Kasane de Gou Tanabe

1ère publication le 25/mai/21 – MAJ le 06/02/22

Un article de MATTIE BOY

VO : Enterbrain

VF : Kana

Histoire de fantôme japonais
©Kana

Aujourd’hui je vais vous parler du manga en 2 tomes KASANE de GOU TANABE. A ne pas confondre avec KASANE LA VOLEUSE DE VISAGES en 14 tomes hein ! (même si celui-là aussi je compte le lire, dans un registre différent.)

KASANE est une adaptation d’une adaptation. En effet, Gou Tanabe adapte en manga la pièce Kaidan Kasane ga Fuchi (histoire du fantôme du marais Kasane) de San’yūtei Enchō (1839-1900), un auteur et interprète de spectacle rakugo.

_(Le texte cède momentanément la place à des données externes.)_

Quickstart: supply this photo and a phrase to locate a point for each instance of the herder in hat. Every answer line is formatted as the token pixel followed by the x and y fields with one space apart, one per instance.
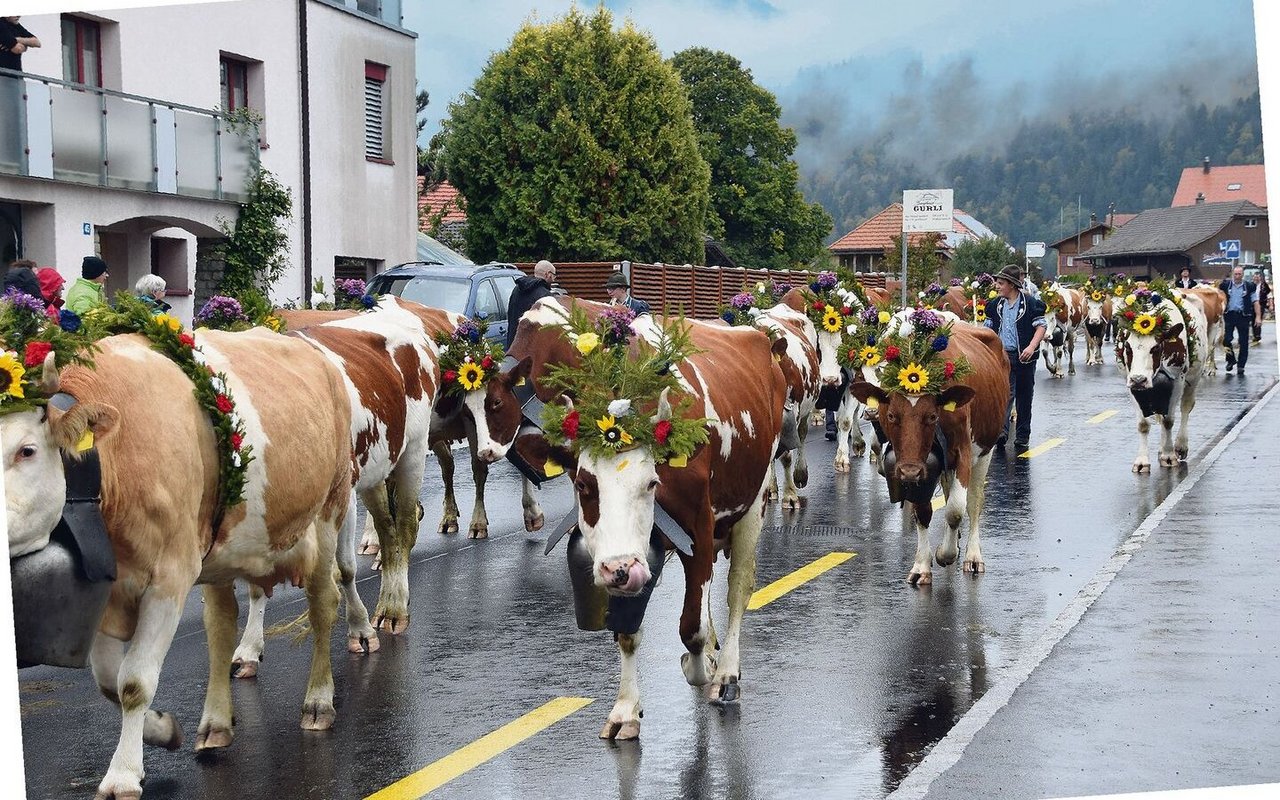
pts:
pixel 620 295
pixel 1019 320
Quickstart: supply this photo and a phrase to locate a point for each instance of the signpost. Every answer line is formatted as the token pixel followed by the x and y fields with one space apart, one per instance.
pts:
pixel 924 211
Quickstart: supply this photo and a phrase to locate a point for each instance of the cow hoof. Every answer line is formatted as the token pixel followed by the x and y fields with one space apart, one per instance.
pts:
pixel 318 716
pixel 213 737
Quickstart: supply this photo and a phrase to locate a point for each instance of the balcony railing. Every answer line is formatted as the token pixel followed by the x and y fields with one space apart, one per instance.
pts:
pixel 51 128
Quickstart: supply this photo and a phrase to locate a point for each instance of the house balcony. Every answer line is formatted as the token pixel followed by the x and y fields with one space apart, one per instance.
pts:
pixel 85 135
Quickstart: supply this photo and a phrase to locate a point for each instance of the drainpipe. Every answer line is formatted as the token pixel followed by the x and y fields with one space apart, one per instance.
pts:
pixel 305 105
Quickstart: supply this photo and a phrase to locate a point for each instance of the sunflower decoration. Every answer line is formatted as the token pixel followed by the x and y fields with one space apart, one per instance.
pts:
pixel 467 357
pixel 27 336
pixel 914 364
pixel 617 387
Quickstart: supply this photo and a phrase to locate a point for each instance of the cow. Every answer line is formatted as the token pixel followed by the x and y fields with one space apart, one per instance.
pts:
pixel 159 501
pixel 1159 371
pixel 1063 320
pixel 969 430
pixel 718 498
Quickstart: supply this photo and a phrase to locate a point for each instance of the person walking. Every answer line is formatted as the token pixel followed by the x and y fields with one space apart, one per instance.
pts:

Mais cette pièce tire aussi son inspiration d’une pièce de Kabuki plus vielle encore : le Tokaido Yotsuya kaidan (le fantôme de Yotsuya écrite en 1825 par Tsuruya Namboku IV.) J’ai déjà vu plusieurs versions de cette légende, que ce soit en film ou en anime (notamment la première histoire en 4 épisodes de l’anime AYAKASHI JAPANESE CLASSIC HORROR.)

C’est l’histoire d’Oiwa et de son époux Tamiya Iemon qui va se chercher une femme plus jeune et la tromper. Des affaires de familles tordues vont conduire une nouvelle prétendante à envoyer une crème pour le visage empoisonnée à Oiwa qui sa se retrouver défigurée. Oiwa sera ensuite tuée et jeté dans un marais. Mais elle reviendra d’outre-tombe pour faire de la vie de Iemon un enfer en le rendant fou, en le poussant à tuer sa nouvelle femme, etc.

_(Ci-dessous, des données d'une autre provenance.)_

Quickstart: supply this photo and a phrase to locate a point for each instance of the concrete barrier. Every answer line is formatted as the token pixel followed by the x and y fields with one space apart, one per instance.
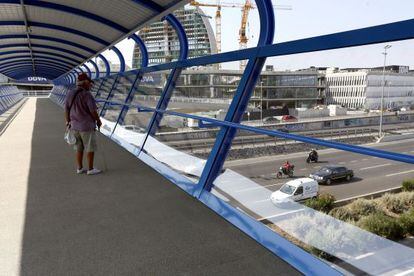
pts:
pixel 397 137
pixel 373 195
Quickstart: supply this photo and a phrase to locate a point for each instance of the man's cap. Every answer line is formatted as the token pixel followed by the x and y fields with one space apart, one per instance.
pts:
pixel 84 77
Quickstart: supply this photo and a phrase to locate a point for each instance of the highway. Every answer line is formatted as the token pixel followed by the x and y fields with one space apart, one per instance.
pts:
pixel 372 174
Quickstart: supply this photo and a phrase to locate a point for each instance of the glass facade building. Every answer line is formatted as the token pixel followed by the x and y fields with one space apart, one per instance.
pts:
pixel 162 42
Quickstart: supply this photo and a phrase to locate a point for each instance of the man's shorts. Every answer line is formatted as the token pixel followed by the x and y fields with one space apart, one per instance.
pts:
pixel 85 141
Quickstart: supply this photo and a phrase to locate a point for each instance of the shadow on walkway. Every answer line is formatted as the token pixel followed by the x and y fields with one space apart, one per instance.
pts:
pixel 129 220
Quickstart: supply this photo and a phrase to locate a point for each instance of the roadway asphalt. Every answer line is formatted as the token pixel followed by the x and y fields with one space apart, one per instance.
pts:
pixel 372 174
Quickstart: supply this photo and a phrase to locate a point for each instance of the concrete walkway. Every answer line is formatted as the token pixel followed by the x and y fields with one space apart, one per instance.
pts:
pixel 127 221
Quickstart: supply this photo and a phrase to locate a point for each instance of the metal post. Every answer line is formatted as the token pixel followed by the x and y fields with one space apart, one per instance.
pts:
pixel 261 101
pixel 383 87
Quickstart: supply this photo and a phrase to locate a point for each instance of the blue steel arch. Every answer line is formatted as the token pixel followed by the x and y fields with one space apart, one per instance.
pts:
pixel 34 45
pixel 172 78
pixel 29 63
pixel 74 61
pixel 182 37
pixel 48 38
pixel 56 28
pixel 150 5
pixel 28 58
pixel 78 70
pixel 121 58
pixel 36 62
pixel 29 69
pixel 107 67
pixel 96 69
pixel 88 71
pixel 71 10
pixel 240 101
pixel 16 68
pixel 142 48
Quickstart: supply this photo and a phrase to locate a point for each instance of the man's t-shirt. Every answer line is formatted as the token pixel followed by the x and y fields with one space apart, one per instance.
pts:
pixel 81 112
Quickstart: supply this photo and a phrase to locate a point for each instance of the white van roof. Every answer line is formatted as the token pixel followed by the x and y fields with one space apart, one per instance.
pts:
pixel 299 181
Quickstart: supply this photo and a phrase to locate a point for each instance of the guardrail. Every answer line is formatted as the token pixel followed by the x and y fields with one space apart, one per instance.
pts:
pixel 8 98
pixel 36 93
pixel 198 177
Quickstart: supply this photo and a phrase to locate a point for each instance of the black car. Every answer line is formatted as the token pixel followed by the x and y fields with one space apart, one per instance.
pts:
pixel 331 173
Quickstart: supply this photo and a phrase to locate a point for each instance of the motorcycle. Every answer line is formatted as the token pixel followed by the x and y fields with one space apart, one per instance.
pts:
pixel 312 157
pixel 282 171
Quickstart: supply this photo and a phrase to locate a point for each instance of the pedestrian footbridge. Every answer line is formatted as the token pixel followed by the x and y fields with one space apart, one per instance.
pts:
pixel 158 209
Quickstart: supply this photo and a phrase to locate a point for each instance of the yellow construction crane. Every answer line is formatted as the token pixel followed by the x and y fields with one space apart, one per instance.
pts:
pixel 246 7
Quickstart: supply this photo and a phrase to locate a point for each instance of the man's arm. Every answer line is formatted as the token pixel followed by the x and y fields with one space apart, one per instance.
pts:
pixel 97 119
pixel 93 109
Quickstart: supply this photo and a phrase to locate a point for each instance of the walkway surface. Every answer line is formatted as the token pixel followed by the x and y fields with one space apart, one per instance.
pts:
pixel 127 221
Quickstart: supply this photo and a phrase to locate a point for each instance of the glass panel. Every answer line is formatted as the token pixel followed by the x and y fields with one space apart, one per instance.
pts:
pixel 170 145
pixel 206 91
pixel 120 93
pixel 105 89
pixel 95 86
pixel 251 182
pixel 132 130
pixel 162 42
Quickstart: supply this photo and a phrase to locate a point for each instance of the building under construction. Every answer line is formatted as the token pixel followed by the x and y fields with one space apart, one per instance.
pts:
pixel 162 42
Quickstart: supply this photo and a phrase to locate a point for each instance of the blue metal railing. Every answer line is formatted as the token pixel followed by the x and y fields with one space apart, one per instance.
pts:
pixel 377 34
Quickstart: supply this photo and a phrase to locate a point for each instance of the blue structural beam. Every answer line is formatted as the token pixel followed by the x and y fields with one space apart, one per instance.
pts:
pixel 396 31
pixel 142 48
pixel 96 68
pixel 110 95
pixel 121 59
pixel 240 100
pixel 37 59
pixel 34 45
pixel 18 53
pixel 56 28
pixel 71 10
pixel 8 64
pixel 150 5
pixel 48 38
pixel 37 56
pixel 135 83
pixel 88 71
pixel 107 67
pixel 173 77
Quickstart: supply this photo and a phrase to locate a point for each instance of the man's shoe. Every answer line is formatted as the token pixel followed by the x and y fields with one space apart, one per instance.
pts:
pixel 93 171
pixel 80 171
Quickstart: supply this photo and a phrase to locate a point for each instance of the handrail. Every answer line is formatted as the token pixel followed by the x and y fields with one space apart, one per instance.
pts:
pixel 351 148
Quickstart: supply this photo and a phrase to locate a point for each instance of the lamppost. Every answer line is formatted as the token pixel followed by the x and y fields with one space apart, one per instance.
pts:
pixel 261 101
pixel 383 87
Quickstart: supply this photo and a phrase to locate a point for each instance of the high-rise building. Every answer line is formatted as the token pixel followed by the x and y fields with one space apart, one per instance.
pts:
pixel 162 42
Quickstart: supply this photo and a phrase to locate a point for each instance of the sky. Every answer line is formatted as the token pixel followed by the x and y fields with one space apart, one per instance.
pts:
pixel 309 18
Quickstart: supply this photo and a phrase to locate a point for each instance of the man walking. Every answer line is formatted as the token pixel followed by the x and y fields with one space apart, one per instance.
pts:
pixel 82 117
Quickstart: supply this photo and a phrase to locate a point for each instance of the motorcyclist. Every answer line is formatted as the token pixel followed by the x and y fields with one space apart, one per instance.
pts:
pixel 313 153
pixel 287 166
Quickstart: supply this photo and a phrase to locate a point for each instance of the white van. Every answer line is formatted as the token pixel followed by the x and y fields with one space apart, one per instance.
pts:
pixel 296 190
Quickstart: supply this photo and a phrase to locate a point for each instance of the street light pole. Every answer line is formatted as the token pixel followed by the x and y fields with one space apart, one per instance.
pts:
pixel 383 87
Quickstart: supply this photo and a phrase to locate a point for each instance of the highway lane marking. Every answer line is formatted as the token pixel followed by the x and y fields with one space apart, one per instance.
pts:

La version de San’yūtei Enchō intitulée Kaidan Kasane ga Fuchi dont est tiré ce manga est assez similaire et a eu droit elle-aussi à pas mal d’adaptations en films (qui ne sont pas arrivés chez nous.) Le principe est le même : une femme repoussée par son amant qui finit défigurée, meurt, et revient se venger en le tourmentant. En tout, il y a bien eu une trentaine de films adaptant ces deux légendes assez proches. Pourquoi est-ce que je vous parle de la pièce de 1825 ? Etait-ce nécessaire ? Vous verrez plus bas.

Mme Toyoshiga
©Kana

Ici, l’action se déroule en l’an 5 de l’ère Kansei durant la période Edo (bon ok…en 1794 quoi ! Edo ça va de 1600 à 1868.) Mme Toyoshiga est professeure de musique. Il est dit que les 3 qualités d’une femme professeure est la bonne conduite, la beauté (c’était très patriarcal le Japon, surtout à cette époque) et la maitrise parfaite de son art. Comme il est réputé qu’elle n’aime pas les hommes, elle a des élèves des deux sexes. Shinkichi âgé de 21 ans, vendeur ambulant de tabac, finit par devenir domestique dans la demeure de Mme Toyoshiga. Et il va rapidement se laisser séduire par cette femme qui semble finalement bien aimer les jeunes hommes, et succomber à ses charmes même si elle a presque le double de son âge (39 ans.) Comme c’était très mal vu de fricoter avec ses élèves et surtout avec une si grande différence d’âge, plus personne ne vient aux cours de Mme Toyoshiga (les hommes dégoutés de n’avoir pas eu leur chance avec elle, les femmes choquées par l’attitude de la professeure.) A l’exception d’une jeune fille, O-Hisa, plus proche de l’âge de Shinkichi, qui va continuer à venir suivre des cours et déclencher la jalousie de Mme Toyoshiga.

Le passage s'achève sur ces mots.